Austin Joseph App (1902 – 1984) was a controversial German-American professor of medieval English literature who taught at the University of Scranton and La Salle University. App defended Germans and Nazi Germany during World War II. He is known for his work denying the Holocaust, and he has been called the first major American Holocaust denier.
In the 1950s, App often wrote articles for Conde McGinley's antisemitic journal Common Sense.
In 1973 App laid out eight "axioms", or what he described as "incontrovertible assertions" about the Holocaust in his 1973 pamphlet The Six Million Swindle:
- Emigration, not extermination, was the Nazi Germany's plan for dealing with its "Jewish problem".
- No Jews were gassed in any German concentration camps (including Auschwitz).
- Jews who disappeared during the years of World War II and have not been accounted for did so in territories under Soviet, rather than German, control.
- The majority of Jews who were killed by the Nazis were people whom the Nazis had every right to execute as subversives, spies, and criminals.
- If the Holocaust claims had any truth, Israel would have opened its archives to historians.
- All evidence to support the figure of six million dead rests upon misquotes of Nazis and Nazi documents.
- It is incumbent upon the accusers to prove the six million figure.
- Jewish historians and other scholars have great discrepancies in their calculations of the number of victims. (App 1973, 1977).
In February 1976, App published an article "The Sudeten-German Tragedy" in Reason magazine, where App criticised the post-World War II expulsion of the Sudeten Germans as "one of the worst mass atrocities in history."

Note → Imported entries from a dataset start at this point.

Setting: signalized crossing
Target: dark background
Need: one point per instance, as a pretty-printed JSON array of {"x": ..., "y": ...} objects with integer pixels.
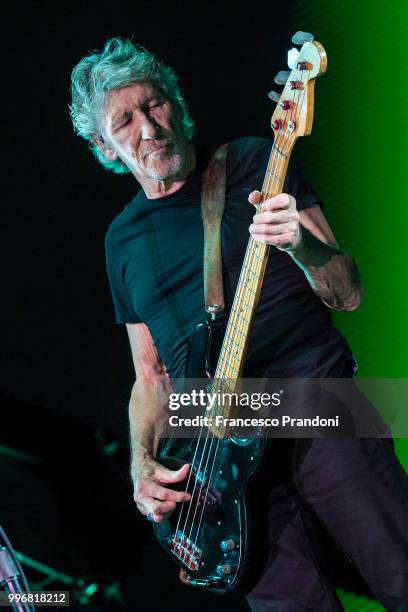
[{"x": 66, "y": 367}]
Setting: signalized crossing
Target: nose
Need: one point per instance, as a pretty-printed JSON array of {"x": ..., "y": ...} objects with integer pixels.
[{"x": 149, "y": 129}]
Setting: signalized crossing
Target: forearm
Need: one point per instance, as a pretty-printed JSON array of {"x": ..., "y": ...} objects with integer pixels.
[
  {"x": 147, "y": 418},
  {"x": 332, "y": 274}
]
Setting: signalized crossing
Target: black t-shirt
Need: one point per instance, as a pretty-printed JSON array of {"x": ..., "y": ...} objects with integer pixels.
[{"x": 154, "y": 253}]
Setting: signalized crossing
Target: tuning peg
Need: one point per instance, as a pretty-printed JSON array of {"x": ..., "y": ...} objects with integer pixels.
[
  {"x": 282, "y": 77},
  {"x": 301, "y": 37},
  {"x": 293, "y": 54},
  {"x": 274, "y": 96}
]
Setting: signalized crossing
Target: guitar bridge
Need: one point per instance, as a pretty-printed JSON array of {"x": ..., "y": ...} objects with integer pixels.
[{"x": 186, "y": 551}]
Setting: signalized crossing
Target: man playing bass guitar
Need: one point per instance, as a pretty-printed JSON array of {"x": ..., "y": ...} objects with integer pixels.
[{"x": 128, "y": 106}]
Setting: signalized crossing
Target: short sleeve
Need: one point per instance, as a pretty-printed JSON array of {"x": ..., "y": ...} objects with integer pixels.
[
  {"x": 302, "y": 191},
  {"x": 115, "y": 269}
]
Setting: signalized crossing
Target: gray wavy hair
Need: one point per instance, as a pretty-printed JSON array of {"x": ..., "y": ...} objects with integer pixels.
[{"x": 120, "y": 63}]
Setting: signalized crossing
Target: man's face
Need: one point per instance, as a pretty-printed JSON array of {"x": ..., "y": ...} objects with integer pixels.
[{"x": 142, "y": 129}]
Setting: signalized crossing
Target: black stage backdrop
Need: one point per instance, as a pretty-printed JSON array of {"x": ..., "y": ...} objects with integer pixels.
[{"x": 66, "y": 367}]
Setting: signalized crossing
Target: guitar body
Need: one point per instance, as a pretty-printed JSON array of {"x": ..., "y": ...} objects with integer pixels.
[{"x": 218, "y": 537}]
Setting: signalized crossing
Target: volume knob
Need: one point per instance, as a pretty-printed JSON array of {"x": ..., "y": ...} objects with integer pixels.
[
  {"x": 227, "y": 545},
  {"x": 225, "y": 570}
]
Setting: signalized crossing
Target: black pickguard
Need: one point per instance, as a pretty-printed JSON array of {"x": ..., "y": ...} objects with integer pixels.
[{"x": 225, "y": 550}]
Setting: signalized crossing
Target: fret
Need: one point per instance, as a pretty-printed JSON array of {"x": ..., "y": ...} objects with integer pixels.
[
  {"x": 279, "y": 151},
  {"x": 232, "y": 353},
  {"x": 272, "y": 174}
]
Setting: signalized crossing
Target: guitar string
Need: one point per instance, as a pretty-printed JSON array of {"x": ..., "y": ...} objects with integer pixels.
[
  {"x": 249, "y": 265},
  {"x": 209, "y": 479},
  {"x": 268, "y": 184},
  {"x": 267, "y": 189},
  {"x": 251, "y": 256}
]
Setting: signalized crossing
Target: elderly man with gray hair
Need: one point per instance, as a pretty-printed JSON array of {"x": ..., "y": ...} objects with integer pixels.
[{"x": 127, "y": 105}]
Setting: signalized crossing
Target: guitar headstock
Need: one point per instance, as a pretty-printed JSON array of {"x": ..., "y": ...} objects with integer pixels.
[{"x": 293, "y": 116}]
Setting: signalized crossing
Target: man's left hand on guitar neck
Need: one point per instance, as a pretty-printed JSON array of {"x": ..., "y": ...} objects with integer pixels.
[{"x": 307, "y": 237}]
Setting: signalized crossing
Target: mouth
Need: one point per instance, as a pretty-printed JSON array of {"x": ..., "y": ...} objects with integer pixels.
[{"x": 161, "y": 146}]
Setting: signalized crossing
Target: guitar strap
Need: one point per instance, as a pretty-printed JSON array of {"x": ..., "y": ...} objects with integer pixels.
[{"x": 212, "y": 208}]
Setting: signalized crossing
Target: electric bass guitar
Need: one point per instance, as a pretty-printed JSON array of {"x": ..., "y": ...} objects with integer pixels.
[{"x": 216, "y": 537}]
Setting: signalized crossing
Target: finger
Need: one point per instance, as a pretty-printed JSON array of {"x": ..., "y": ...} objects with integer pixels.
[
  {"x": 281, "y": 240},
  {"x": 159, "y": 509},
  {"x": 254, "y": 197},
  {"x": 149, "y": 488},
  {"x": 167, "y": 476},
  {"x": 283, "y": 201},
  {"x": 277, "y": 216},
  {"x": 272, "y": 230}
]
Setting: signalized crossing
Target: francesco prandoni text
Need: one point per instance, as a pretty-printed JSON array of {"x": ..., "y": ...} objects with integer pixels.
[
  {"x": 210, "y": 401},
  {"x": 222, "y": 421}
]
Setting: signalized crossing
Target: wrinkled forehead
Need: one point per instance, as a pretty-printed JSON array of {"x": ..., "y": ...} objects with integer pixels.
[{"x": 126, "y": 99}]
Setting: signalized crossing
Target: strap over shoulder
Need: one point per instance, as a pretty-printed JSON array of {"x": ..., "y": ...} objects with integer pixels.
[{"x": 212, "y": 208}]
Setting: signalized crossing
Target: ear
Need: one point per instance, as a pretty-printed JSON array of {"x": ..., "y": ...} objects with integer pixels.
[{"x": 108, "y": 152}]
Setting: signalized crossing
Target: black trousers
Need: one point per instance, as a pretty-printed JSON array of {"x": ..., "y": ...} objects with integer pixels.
[
  {"x": 358, "y": 491},
  {"x": 354, "y": 489}
]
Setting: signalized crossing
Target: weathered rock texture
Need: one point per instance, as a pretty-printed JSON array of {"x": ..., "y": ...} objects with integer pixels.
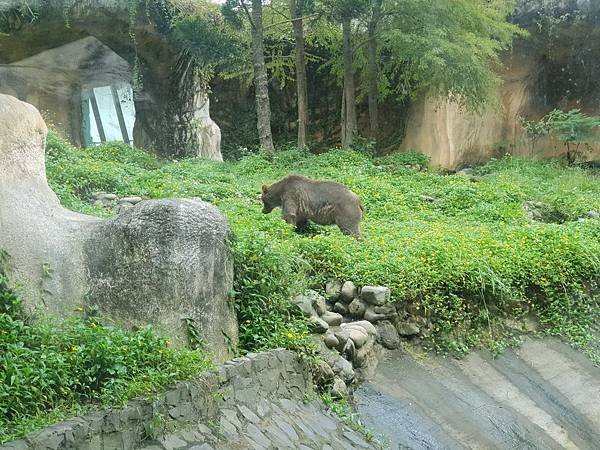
[
  {"x": 74, "y": 45},
  {"x": 159, "y": 262},
  {"x": 258, "y": 401},
  {"x": 554, "y": 68}
]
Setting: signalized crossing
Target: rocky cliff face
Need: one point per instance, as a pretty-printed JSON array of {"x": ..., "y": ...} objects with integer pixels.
[
  {"x": 54, "y": 58},
  {"x": 163, "y": 262},
  {"x": 555, "y": 67}
]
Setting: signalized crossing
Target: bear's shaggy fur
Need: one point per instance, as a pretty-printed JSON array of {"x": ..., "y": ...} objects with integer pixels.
[{"x": 323, "y": 202}]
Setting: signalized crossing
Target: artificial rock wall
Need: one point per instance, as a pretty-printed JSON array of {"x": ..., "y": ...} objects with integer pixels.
[
  {"x": 259, "y": 401},
  {"x": 159, "y": 262}
]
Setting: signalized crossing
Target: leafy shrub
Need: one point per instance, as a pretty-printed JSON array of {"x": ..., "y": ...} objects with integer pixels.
[
  {"x": 469, "y": 259},
  {"x": 47, "y": 370},
  {"x": 572, "y": 128}
]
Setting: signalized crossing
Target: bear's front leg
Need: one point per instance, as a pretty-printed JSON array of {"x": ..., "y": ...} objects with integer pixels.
[{"x": 288, "y": 212}]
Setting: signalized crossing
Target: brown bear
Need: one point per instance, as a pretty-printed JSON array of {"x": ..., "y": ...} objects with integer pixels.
[{"x": 323, "y": 202}]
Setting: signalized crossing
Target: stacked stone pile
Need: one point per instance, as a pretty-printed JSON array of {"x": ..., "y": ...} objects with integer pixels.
[{"x": 354, "y": 325}]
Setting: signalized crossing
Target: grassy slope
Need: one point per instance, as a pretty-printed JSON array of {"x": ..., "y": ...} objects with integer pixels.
[{"x": 469, "y": 253}]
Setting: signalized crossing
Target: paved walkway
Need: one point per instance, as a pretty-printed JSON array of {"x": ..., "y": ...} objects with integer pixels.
[{"x": 283, "y": 424}]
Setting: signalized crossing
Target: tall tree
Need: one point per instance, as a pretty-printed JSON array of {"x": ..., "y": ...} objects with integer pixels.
[
  {"x": 296, "y": 14},
  {"x": 254, "y": 15},
  {"x": 261, "y": 80},
  {"x": 373, "y": 67},
  {"x": 345, "y": 11}
]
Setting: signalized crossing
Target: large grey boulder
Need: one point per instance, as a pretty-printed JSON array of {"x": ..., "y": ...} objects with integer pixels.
[{"x": 158, "y": 262}]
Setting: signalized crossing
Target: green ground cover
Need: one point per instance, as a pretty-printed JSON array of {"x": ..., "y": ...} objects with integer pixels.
[{"x": 470, "y": 259}]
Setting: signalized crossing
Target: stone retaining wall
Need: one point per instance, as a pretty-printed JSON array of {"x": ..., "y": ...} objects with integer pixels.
[{"x": 258, "y": 401}]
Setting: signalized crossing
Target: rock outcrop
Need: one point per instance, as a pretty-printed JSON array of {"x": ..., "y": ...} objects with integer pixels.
[
  {"x": 75, "y": 51},
  {"x": 164, "y": 262},
  {"x": 554, "y": 67}
]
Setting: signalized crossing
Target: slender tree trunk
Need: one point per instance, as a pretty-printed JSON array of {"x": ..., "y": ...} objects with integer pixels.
[
  {"x": 373, "y": 70},
  {"x": 349, "y": 103},
  {"x": 301, "y": 88},
  {"x": 263, "y": 106}
]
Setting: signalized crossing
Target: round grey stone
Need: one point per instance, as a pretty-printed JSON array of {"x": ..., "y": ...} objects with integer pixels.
[{"x": 349, "y": 292}]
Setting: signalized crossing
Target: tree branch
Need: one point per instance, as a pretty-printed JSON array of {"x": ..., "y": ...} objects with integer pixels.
[
  {"x": 291, "y": 20},
  {"x": 243, "y": 5}
]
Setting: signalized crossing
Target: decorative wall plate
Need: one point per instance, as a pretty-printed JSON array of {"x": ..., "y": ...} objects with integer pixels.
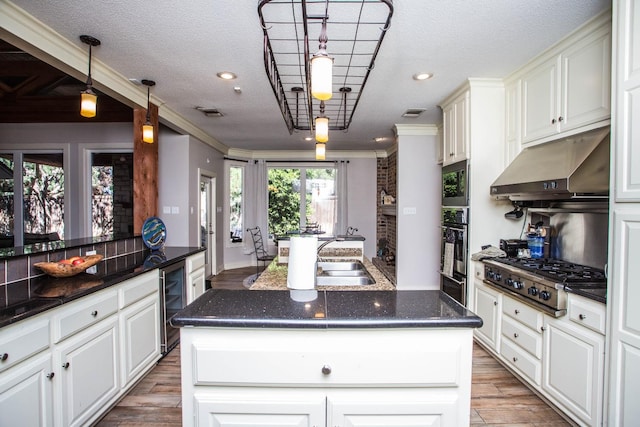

App also published A Straight Look at the Third Reich, a defense of Nazi Germany, and The Curse of Anti-Anti-Semitism, supporting the argument that the entire Jewish community is responsible for the death of Christ. App’s work inspired the Institute for Historical Review, a California Holocaust denial center founded in 1978. App "inundated" magazines, newspapers and politicians with antisemitic letters complaining about the decision of Franklin D. Roosevelt to declare war on Germany and enter the Second World War. App argued that, without American help, the Axis Powers would have won the war. App blamed both Jews and Communists for Germany's postwar problems. However, few of these letters were ever published.
He worked to prioritize non-Jewish immigration from Austria and Germany to the United States instead of Holocaust survivors.